The DVD replication industry is booming all over the world, and most particularly in the US. This escalating growth is the direct result of the high demand experienced by people in the television, software, entertainment and gaming worlds. Besides this, many companies are now using DVDs and CDs as effective marketing tools that are being widely distributed at product promos and press meets as advertising and collateral sales material.
DVD refers to Digital Video Disc and it looks more Sega Gamegear ROMs or less like a CD, except for the fact that it can easily hold up to several times the information on a CD. DVD ROMs are produced by companies to ensure that the data once encoded by producers cannot be changed or edited in any way. Customers can only access this data, hence the term Read Only Memory.
These days, the massive demand for new arrivals in such fields like computer programming and networking has led to a spurt in the demand for DVD ROMs, which make it possible to transfer very large volumes of data. One of the most attractive features of a DVD ROM is its backward compatibility with CD R Discs. So, these discs can be read by CD ROMs and video CDs.
Duplicating DVD ROMs individually is a troublesome and time consuming task. It is also an impossible task when the volume of units required is high. So, you need to make use of the services of a DVD ROM duplication company.
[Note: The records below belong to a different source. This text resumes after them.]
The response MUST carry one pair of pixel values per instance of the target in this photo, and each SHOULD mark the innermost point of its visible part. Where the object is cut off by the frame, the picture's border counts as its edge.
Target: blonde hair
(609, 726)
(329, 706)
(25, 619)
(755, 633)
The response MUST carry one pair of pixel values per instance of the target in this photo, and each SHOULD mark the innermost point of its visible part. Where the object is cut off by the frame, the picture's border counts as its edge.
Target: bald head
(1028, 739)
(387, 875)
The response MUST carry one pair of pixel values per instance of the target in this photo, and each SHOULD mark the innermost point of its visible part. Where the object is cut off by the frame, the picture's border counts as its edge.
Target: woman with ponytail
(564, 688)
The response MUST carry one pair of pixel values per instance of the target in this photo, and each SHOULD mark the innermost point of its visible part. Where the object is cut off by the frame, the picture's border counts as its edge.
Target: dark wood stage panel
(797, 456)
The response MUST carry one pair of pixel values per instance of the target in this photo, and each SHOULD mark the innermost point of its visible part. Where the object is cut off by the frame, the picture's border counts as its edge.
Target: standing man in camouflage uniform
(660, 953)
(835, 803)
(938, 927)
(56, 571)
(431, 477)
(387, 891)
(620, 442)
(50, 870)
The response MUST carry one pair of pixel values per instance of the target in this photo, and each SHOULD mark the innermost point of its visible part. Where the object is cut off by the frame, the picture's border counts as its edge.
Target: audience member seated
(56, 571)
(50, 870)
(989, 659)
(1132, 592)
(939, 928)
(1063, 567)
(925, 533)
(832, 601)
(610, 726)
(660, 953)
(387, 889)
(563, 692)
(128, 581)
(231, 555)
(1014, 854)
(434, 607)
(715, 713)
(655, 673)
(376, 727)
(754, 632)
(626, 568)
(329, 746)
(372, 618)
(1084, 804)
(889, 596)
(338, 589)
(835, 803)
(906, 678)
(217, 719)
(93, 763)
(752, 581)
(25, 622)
When you need the services of a duplication company, you will come across two common terms: replication and duplication. Though the words may appear a little confusing, the basic difference comes down to the technology used. Duplication involves burning of the DVDs, just the same as we do when we burn a CD or a DVD on the PC. An image is created using a beam of laser and this image is imprinted on a new DVD. In replication, things get far more complex.
is a time consuming and complex task. The first step here is to verify the quality of data. Then, a glass master is created from the master which is the crux for transferring data. The data is imprinted on a plastic disc which is coated several times so that the data is secure. Thus replication involves pressing discs (as opposed to burning discs in the case of duplication) so that new discs are produced in large numbers. The equipment used costs millions and therefore the process is itself cost intensive. To ensure high quality, timely checks are laid in places so that the replicated discs are 100% faithful to the master discs.